I also took my first surfing lesson. My wife surfed for many years and she wanted to get back into it. Yes, I grew up in Southern California near the beach, so one could assume surfing for me would be like playing soccer for Germans. But, I loved other sports and had never attempted to ride a wave with a board. Friends in Corona del Mar high school would surf before school and sleep during most of their classes during the day. I remember well, seeing their happy exhaustion, their heads resting on their desks, even snoring in class. The teachers couldn’t do much about it!
If I would wake up early in the morning, I would study. I wanted to go to university. My friends wanted to enjoy their lives fully where they were. I felt they were courageous. I envied them, even their snoring.
After my first few hours in the waters off the Alentejo coastline, I was extremely tired and sore. I took a second lesson a few days later and was much more relaxed. I also had less soreness afterwards. I think it was because I learned a couple things, and those things apply to life in general, so I want to write about them.
In my last blog, I wrote about lingering in neutral.
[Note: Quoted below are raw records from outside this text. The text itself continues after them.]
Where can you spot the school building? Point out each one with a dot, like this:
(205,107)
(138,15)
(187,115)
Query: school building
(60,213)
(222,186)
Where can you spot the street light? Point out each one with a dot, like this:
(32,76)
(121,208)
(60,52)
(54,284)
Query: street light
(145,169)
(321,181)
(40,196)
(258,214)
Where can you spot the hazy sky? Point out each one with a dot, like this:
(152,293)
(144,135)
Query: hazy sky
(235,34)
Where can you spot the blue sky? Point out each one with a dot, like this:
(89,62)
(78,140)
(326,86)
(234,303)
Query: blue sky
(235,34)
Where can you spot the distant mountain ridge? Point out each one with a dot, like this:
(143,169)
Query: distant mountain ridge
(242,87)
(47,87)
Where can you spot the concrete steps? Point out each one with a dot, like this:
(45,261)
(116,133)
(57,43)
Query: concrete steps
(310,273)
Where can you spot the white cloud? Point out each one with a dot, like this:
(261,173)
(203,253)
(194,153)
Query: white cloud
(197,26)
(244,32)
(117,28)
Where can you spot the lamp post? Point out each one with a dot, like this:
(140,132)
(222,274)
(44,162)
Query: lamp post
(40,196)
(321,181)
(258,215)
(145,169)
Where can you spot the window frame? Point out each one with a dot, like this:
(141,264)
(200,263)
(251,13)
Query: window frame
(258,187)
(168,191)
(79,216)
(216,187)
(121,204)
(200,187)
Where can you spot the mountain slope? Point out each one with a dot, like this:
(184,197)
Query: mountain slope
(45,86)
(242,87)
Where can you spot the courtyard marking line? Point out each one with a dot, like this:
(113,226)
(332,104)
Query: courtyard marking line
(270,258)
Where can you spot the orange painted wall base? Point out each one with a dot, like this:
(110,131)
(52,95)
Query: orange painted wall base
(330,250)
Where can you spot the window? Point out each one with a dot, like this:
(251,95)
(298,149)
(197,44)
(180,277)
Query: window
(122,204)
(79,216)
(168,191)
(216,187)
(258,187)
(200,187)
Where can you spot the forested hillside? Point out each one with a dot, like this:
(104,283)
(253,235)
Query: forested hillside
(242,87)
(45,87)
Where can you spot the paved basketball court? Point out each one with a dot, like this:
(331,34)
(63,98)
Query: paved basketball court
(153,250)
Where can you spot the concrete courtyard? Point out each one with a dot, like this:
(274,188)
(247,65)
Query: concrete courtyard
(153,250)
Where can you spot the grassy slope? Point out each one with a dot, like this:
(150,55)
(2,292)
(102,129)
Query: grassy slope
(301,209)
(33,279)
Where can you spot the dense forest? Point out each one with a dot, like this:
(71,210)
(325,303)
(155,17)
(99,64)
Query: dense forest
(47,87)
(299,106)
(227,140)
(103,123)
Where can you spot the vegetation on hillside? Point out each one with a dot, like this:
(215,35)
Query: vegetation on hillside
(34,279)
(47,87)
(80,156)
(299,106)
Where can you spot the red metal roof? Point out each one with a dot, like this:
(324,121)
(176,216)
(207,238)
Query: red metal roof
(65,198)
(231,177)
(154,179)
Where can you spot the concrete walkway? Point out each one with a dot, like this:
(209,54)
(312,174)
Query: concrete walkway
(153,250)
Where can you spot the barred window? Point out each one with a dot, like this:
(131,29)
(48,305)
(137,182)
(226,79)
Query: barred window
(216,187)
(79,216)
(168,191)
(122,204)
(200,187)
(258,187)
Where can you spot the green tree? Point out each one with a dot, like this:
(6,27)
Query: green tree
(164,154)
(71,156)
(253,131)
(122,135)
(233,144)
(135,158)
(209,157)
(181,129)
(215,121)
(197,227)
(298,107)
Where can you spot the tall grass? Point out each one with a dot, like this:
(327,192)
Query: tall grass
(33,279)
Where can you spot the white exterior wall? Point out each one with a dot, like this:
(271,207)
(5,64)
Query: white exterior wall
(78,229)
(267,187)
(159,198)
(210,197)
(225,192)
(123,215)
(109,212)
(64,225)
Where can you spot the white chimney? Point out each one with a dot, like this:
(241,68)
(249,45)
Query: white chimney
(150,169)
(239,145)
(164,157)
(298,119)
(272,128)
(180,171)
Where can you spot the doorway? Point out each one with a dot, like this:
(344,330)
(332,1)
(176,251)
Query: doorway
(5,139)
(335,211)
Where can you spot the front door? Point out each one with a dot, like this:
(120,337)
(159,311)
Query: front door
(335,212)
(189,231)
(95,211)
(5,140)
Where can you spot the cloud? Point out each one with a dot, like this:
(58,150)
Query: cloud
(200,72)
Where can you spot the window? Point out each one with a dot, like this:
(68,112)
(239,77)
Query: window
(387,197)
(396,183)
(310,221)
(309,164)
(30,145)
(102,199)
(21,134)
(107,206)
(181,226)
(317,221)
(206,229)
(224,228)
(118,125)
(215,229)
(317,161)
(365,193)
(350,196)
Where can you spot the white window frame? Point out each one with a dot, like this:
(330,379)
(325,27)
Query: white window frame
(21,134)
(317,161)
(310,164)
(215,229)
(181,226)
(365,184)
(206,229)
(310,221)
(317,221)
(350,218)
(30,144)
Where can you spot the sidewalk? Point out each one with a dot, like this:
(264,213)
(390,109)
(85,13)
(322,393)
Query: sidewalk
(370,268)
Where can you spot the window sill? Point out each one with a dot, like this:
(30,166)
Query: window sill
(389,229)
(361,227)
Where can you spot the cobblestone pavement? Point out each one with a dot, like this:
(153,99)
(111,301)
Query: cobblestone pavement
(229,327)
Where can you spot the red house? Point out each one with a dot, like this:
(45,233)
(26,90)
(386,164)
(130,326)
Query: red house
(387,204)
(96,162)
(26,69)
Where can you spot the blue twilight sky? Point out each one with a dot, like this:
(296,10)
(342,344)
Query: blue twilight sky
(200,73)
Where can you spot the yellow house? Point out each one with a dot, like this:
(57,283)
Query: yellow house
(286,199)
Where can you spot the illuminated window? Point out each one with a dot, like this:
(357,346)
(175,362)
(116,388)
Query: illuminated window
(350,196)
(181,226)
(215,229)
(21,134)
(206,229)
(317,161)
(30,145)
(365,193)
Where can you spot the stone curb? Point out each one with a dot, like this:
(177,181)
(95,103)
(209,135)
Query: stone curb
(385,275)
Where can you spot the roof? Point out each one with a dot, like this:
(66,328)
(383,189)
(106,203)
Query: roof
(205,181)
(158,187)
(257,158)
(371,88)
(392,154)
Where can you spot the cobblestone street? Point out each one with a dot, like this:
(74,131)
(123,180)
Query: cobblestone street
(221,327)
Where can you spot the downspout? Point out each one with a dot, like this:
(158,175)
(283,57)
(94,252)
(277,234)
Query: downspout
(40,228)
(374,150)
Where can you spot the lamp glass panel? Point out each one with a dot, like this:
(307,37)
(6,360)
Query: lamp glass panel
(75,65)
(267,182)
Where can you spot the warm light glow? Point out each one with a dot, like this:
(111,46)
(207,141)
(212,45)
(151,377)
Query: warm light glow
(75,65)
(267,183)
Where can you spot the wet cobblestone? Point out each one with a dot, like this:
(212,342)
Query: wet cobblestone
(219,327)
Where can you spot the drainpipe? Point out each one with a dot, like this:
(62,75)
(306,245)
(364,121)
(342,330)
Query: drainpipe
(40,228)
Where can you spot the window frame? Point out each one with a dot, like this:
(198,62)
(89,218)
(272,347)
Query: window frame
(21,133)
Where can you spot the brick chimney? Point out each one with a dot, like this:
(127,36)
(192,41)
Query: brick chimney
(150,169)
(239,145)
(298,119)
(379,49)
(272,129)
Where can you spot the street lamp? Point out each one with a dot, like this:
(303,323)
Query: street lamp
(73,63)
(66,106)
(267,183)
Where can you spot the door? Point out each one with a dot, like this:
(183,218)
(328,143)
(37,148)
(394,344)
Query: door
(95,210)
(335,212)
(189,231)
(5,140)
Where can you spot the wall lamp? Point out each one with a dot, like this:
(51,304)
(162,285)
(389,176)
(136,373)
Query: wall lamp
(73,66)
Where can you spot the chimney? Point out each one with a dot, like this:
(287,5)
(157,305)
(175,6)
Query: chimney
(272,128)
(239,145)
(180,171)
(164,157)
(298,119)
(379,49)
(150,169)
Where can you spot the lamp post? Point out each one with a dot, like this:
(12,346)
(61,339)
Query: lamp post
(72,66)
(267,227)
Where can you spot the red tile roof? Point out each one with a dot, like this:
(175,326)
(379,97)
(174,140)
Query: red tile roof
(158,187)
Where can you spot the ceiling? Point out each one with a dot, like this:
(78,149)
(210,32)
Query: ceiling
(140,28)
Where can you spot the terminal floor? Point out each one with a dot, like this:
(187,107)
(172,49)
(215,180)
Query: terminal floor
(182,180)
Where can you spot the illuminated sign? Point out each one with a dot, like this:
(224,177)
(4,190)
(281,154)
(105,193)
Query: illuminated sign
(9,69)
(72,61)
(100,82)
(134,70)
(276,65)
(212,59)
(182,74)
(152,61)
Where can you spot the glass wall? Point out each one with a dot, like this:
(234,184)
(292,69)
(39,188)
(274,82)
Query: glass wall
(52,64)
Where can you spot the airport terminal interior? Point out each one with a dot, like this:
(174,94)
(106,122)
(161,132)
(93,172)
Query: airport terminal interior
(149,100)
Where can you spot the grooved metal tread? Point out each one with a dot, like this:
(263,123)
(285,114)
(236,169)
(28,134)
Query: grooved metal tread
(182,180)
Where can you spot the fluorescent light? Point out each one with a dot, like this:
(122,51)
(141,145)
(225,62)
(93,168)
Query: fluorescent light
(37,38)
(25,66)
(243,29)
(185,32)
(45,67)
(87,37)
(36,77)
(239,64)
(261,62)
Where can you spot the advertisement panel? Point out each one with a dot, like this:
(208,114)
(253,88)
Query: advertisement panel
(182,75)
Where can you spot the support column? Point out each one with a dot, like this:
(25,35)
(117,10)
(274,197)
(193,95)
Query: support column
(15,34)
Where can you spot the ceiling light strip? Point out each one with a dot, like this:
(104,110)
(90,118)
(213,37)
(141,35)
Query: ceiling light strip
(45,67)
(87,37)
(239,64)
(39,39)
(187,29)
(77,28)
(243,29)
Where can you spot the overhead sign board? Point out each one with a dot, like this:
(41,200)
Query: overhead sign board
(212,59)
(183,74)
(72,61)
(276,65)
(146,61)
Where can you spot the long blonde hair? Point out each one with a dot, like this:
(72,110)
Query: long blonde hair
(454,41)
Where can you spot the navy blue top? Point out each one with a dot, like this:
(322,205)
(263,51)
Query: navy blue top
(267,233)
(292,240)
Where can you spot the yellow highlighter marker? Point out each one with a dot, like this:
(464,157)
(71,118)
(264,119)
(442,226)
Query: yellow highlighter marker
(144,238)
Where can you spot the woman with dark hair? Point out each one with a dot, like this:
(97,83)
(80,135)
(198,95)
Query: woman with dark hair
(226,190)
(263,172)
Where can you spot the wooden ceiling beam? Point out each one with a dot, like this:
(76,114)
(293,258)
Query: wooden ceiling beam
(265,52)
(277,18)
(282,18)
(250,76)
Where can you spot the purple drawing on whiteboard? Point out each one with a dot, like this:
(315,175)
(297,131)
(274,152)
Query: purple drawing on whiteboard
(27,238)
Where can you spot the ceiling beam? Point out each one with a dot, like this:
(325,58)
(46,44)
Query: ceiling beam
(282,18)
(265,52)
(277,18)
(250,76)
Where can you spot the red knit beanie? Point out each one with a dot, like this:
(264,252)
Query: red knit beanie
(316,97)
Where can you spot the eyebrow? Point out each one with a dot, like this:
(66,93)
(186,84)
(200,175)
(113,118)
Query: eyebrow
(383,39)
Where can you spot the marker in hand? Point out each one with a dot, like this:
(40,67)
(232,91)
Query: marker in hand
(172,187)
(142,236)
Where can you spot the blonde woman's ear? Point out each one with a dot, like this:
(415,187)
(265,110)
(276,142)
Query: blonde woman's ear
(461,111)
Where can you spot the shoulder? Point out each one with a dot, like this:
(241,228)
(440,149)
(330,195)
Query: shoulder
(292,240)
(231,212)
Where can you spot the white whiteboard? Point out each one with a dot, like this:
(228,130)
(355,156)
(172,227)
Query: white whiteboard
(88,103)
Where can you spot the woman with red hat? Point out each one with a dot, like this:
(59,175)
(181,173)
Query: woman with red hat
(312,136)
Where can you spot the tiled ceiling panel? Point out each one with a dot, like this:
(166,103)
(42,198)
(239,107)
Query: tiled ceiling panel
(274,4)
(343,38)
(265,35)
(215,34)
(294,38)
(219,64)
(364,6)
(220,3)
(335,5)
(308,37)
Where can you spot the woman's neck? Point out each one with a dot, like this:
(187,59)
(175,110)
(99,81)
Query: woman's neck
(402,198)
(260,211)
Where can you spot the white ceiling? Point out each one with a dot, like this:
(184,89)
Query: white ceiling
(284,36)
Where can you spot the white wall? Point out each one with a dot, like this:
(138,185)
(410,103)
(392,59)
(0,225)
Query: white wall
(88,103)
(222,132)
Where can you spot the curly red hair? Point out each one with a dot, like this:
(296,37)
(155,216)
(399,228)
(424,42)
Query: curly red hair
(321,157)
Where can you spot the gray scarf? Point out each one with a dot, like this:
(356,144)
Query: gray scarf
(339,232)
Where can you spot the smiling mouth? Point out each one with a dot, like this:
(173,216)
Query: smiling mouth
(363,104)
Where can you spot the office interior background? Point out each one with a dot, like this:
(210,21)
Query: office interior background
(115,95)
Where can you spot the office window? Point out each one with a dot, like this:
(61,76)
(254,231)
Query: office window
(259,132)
There certainly seemed to be no time to remain passive when trying to catch a wave that first day. I tried to do everything right.
Paddle
Push – up when you have the wave
Raise and stabilize back leg
Get up, bend your legs and don’t look down!
Well, I never made it out of the white-water, but the Atlantic offers good push in the white-water, so I did have some rides. And what I had to learn that was really important and not easy: to look up when I paddled, to look towards the beach in the direction I was going throughout the entire process. But most importantly, to wait, to feel the wave taking me before acting. Indeed, a paddling-lingering in neutral was required!
On that first day, it was far too easy to worry about my technique, about the weak right knee, about the placement of the foot, about my lack of practicing enough push-ups the last months, all of which made it impossible to get a decent ride. I kept orienting downwards towards my weaknesses and looking down. And, I fell, and fell, and fell. The board flew, and flew, and flew. I had some fun, but it was very strenuous. My tanned, longhaired surfing teacher Diogo just kept saying, “Don’t look down. It will be easier.”
The second experience two days later was much different. I tried not to worry so much about what my body was doing and focused on ‘feeling down’, feeling for the wave to take me while looking forward. I gazed and trusted that my body below would follow. And, good stuff happened rather easily, I was up and was able to catch a few rides to shore. It was almost too easy. It was as if the Atlantic Ocean took me along for a ride. It guided me. It wanted me to have some fun. My surfing attempts didn’t always work out like poetry in motion, but the experienced moments of stability were clear.
Something important lies in what I experienced in Portugal. I am indeed planning to do some push-ups regularly and surf again soon. But what is more important for me today is to reflect on how this attitude of waiting, relaxing, and trusting, of looking forward with my head up in the present and not down in deliberations of right and wrong, strong and weak, good and bad, past and future, allowed me to feel the support of a bigger force. There was a power present that could take me along and allow me to become upright rather easily. I could glide, smile, and enjoy.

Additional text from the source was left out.